On compte à l'heure actuelle pas moins de 10 000 Etablissements d’Hébergement pour Personnes Agées (EHPA) en France qui proposent une multitude de services aux futurs résidents selon leur besoin. Les offres sont aussi variables que multiples allant des prestations les plus basiques à celles des plus luxueuses comme la mise à disposition de salons d’esthétiques, de balnéothérapies ou de pédicure. Bien évidemment, au-delà de l’aspect financier qui reste prédominant dans le choix de ces services, il faut avant tout évaluer l’autonomie du futur résident avant de prendre une décision définitive.
Elaborée dans l’intérêt des futurs pensionnaires des maisons de retraite, la méthode AGGIR permet d’identifier exactement de quelle APA (Aide Personnalisée à l’Autonomie) ceux-ci ont réellement besoin une fois placé en résidence. Dans cette estimation, le rôle du médecin est prépondérant car lui seul pourra mettre à l’épreuve de façon adéquate les 17 variables composant la grille AGGIR sur le futur résident.

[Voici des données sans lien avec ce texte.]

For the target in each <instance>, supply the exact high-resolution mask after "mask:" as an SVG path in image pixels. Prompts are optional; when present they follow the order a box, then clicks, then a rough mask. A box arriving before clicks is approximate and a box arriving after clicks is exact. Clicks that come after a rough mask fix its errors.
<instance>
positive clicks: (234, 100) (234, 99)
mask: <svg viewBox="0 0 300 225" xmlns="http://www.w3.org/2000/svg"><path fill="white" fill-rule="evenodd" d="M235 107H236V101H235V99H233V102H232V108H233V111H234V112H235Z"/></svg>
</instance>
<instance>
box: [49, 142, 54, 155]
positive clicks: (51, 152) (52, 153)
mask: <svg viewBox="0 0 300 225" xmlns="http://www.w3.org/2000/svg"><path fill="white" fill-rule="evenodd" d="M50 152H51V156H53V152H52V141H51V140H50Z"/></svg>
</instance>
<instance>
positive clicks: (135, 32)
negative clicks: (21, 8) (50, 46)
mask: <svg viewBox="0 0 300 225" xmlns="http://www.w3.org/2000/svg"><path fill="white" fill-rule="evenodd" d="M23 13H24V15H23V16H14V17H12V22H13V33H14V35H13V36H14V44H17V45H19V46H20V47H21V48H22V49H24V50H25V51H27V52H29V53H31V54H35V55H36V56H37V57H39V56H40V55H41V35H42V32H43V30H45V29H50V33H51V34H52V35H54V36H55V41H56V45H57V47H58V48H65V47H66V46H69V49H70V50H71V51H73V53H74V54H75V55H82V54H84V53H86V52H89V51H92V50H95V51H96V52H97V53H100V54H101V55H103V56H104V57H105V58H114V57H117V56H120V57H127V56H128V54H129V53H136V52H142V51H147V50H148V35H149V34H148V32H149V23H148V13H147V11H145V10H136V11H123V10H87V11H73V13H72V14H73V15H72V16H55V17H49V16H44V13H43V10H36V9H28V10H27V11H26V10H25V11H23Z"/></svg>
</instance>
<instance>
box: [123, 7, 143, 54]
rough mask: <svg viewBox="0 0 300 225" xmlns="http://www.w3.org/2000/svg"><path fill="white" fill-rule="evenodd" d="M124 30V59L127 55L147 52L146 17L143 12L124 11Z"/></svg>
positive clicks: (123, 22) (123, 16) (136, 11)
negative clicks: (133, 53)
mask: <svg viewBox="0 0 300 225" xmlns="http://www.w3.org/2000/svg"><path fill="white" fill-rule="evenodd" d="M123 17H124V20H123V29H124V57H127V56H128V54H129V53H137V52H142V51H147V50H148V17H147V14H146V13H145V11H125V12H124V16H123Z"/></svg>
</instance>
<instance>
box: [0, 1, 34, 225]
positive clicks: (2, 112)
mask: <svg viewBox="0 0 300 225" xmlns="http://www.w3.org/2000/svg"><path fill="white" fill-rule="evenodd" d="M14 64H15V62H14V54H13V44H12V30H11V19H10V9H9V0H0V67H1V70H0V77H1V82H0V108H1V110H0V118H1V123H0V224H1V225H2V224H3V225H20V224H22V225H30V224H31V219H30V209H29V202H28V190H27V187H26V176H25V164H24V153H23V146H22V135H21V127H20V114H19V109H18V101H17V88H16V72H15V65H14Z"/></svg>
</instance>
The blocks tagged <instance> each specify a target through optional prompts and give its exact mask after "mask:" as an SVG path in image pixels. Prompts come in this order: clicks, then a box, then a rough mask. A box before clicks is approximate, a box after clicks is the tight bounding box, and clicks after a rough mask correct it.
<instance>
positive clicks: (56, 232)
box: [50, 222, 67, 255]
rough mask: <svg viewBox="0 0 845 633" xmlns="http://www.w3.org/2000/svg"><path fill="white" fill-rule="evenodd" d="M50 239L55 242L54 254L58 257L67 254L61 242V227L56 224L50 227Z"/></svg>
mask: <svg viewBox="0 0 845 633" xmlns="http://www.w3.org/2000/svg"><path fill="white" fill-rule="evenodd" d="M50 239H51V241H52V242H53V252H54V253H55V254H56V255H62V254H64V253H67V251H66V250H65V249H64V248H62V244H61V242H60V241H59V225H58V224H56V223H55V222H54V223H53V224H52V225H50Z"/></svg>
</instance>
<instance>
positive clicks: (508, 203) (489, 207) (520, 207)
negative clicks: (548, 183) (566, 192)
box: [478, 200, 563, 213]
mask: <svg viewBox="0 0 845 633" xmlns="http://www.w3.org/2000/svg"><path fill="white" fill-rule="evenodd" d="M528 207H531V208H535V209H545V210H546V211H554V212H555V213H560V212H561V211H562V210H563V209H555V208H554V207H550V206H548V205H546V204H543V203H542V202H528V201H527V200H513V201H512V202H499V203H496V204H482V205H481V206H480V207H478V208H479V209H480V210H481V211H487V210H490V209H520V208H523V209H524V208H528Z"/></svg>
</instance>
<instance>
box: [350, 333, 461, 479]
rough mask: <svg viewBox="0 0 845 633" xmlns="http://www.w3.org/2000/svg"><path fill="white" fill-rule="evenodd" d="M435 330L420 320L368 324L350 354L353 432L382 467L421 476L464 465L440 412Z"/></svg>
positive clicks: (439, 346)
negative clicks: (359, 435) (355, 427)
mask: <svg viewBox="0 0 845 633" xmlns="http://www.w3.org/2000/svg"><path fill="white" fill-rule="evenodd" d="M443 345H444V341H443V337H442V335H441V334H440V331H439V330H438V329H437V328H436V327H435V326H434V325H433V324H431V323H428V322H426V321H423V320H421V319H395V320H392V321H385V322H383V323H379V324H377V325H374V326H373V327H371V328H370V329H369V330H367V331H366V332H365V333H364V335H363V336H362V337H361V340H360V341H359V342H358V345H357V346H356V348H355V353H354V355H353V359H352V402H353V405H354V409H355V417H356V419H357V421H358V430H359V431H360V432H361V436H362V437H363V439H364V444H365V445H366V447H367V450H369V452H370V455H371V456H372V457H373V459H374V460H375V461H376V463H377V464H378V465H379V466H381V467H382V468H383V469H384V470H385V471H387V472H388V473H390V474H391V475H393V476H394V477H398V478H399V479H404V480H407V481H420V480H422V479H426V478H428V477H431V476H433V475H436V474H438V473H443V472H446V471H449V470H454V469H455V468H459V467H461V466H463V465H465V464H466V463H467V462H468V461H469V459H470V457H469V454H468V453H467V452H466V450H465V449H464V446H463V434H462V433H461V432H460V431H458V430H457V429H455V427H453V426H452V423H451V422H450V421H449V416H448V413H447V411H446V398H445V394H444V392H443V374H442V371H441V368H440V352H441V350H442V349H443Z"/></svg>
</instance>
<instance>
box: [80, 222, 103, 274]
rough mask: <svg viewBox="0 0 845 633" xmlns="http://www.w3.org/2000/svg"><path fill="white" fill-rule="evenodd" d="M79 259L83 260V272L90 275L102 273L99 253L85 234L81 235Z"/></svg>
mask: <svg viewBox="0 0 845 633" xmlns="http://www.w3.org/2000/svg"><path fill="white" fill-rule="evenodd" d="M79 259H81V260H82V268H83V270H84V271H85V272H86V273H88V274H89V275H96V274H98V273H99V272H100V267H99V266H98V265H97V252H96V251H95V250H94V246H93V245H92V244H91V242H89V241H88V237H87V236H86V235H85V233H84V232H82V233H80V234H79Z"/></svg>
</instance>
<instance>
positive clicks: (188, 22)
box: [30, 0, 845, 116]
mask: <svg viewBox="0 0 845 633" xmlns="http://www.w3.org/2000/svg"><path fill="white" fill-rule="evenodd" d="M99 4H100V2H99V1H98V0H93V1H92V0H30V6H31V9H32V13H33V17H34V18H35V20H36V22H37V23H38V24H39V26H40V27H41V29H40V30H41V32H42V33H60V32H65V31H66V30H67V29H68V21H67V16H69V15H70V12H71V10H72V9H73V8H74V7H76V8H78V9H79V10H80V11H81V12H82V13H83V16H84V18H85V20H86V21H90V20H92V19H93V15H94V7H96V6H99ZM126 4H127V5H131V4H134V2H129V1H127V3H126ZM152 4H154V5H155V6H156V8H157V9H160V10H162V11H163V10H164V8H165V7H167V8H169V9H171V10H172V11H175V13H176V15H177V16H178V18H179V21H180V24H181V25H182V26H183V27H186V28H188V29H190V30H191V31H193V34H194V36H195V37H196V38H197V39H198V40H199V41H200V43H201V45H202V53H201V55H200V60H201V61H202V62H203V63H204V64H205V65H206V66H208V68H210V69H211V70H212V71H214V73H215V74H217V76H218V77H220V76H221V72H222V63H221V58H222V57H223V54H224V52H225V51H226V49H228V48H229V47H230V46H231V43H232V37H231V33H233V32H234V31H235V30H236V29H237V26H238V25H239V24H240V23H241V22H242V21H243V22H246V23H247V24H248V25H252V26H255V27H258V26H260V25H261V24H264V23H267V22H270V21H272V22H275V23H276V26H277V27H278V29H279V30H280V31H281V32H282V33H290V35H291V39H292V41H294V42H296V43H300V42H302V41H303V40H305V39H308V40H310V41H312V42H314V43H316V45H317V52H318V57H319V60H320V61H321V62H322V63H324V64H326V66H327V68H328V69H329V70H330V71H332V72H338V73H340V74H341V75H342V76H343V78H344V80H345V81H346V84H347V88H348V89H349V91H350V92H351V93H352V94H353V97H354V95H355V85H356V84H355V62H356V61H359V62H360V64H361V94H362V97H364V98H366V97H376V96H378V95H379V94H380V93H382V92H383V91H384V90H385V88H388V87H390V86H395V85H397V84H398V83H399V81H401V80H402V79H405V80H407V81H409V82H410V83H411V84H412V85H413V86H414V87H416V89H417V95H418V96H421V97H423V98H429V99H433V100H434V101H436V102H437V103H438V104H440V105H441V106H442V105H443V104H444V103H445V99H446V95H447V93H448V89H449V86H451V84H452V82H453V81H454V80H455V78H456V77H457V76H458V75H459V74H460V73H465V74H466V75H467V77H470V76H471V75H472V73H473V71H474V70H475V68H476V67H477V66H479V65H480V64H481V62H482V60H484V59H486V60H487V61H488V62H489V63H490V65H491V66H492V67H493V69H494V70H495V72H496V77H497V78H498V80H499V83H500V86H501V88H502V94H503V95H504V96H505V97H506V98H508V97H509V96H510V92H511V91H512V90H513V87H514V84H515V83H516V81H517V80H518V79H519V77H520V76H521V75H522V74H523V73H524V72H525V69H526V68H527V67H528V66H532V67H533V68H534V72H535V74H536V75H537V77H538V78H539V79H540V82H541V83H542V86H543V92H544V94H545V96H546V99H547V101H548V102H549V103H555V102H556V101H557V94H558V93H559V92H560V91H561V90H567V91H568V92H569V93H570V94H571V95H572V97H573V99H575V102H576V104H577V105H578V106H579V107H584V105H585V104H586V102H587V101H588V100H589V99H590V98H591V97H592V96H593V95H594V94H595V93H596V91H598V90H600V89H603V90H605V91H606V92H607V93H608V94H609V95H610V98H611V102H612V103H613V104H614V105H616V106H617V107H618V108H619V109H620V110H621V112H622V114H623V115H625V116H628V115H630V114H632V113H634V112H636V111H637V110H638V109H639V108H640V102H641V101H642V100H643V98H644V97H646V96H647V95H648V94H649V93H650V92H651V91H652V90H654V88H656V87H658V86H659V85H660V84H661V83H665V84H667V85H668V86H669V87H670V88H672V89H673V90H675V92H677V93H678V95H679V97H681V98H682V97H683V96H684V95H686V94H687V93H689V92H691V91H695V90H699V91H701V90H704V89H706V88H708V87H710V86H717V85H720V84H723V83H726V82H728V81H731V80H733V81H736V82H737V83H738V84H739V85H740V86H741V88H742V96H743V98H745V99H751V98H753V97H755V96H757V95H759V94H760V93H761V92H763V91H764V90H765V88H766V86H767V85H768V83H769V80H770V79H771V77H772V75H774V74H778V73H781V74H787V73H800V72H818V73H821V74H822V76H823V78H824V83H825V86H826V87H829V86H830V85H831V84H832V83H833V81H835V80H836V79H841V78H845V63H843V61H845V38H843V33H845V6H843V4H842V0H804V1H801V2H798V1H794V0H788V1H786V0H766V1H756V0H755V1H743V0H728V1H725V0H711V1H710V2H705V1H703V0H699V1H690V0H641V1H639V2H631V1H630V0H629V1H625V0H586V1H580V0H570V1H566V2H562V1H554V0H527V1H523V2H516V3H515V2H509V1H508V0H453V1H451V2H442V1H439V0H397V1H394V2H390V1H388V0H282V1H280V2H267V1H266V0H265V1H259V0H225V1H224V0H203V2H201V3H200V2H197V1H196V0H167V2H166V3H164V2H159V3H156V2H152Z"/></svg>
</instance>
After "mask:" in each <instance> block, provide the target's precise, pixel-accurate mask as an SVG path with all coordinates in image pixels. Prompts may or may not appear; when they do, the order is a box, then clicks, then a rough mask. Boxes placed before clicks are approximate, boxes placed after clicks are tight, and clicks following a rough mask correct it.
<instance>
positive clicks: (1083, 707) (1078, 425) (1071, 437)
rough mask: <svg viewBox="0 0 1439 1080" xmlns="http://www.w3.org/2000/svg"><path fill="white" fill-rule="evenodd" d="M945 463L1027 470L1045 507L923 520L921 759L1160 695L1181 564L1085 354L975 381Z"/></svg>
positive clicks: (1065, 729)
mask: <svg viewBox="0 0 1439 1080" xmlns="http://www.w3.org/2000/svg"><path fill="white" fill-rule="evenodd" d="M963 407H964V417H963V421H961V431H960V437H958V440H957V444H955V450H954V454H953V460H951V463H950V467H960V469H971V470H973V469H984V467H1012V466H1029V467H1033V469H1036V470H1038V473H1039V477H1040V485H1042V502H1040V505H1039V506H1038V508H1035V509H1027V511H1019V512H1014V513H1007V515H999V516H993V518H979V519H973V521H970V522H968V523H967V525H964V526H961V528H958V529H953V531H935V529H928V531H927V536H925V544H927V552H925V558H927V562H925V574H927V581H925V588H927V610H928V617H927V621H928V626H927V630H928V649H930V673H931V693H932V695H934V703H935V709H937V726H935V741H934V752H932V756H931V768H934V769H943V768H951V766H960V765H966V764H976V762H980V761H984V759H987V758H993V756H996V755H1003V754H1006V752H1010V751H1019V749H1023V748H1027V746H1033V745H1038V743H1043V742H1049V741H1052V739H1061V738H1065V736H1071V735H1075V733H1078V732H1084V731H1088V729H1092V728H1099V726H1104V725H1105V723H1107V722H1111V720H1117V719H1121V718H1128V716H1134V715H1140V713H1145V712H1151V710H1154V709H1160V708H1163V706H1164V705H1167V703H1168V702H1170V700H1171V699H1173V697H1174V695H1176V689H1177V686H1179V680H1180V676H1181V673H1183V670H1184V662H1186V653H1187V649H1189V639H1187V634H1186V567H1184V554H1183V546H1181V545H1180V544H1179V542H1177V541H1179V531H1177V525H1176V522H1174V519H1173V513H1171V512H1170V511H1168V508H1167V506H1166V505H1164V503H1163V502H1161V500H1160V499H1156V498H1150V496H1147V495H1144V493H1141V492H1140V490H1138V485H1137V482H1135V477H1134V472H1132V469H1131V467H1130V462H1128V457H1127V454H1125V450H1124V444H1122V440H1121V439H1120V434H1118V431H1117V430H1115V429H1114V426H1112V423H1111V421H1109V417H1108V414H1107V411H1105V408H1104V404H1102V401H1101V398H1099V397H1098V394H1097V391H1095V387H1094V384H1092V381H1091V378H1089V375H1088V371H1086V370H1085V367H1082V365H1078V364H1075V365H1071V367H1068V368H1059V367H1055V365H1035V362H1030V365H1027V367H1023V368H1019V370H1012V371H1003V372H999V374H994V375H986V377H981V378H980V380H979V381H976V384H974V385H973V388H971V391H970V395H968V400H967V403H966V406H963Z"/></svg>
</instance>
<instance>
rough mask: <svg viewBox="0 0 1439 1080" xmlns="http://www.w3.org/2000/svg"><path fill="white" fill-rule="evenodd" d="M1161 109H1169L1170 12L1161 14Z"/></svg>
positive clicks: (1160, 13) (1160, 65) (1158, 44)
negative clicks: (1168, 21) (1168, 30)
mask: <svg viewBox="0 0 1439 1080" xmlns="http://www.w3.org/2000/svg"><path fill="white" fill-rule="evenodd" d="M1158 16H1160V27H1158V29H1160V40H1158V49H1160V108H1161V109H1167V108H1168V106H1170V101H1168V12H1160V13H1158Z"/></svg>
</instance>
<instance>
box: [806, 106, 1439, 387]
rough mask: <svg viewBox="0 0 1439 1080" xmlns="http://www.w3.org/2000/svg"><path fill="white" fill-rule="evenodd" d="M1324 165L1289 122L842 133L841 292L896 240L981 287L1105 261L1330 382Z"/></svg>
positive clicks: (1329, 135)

A titre d’information, il faut savoir que parmi les 17 variables de la grille AGGIR, 10 pourront être qualifiées de « variables discriminantes » permettent de juger de façon précise l’autonomie physique et psychologique des personnes âgées en évaluant entre autres leur cohérence, leur orientation, leur aptitude à s’alimenter, à se déplacer ou encore à communiquer. Il s'agit ici de voir quel est le niveau d'autonomie de l'individu. Quant aux sept autres variables qualifiées de variables « illustratives », elles permettent au médecin d’évaluer au mieux la perte d’autonomie domestique et sociale des patients. Ces variables ont pour but de cibler précisément les programmes d’aide qui devront être dispensés aux futurs résidents. Il s'agit ici d'adapter les activités selon les capacités de chaque individu afin de garder le plus longtemps possible ces capacités.
Une fois les besoins du futur résident évalués grâce à la grille AGGIR, le médecin pourra enfin le classer selon son degré d’autonomie au sein d’un des six groupes de patients prévus par la méthode. Ainsi, si le patient est classé GIR1, alors le plan d’aide qui devra lui être consacré atteindra le degré le plus élevé puisque ce genre de résident se définit comme étant une personne âgée qui a totalement perdu toute forme d’autonomie et que ne peut plus vivre sans assistance permanente. Les groupes suivants que sont le GIR2, le GIR3, le GIR4, le GIR5 et le GIR6, quant à eux, définissent des patients qui possèdent de façon crescendo des facultés d’autonomie allant respectivement de la maîtrise de certaines capacités psychiques sans faculté motrice, des facultés mentales accompagnées d’une certaine autonomie motrice, des individus possédant et capacité psychique et capacité motrice mais nécessitant simplement de l’aide pour certaines activités comme l’habillage, et enfin jusqu’aux personnes sans difficulté particulières. Ces caractéristiques établies, le médecin pourra définir exactement la structure adéquate nécessaire au résident pour les accompagner de façon décente et de la manière la plus humaine possible dans leur troisième « vie ». En fait, le but premier de cette évaluation est toujours celui de permettre au personnel soignant d'adapter les soins en fonctions des besoins de l'individu. Meilleure sera l'évaluation, meilleure sera la prise en charge et la qualité de vie du senior.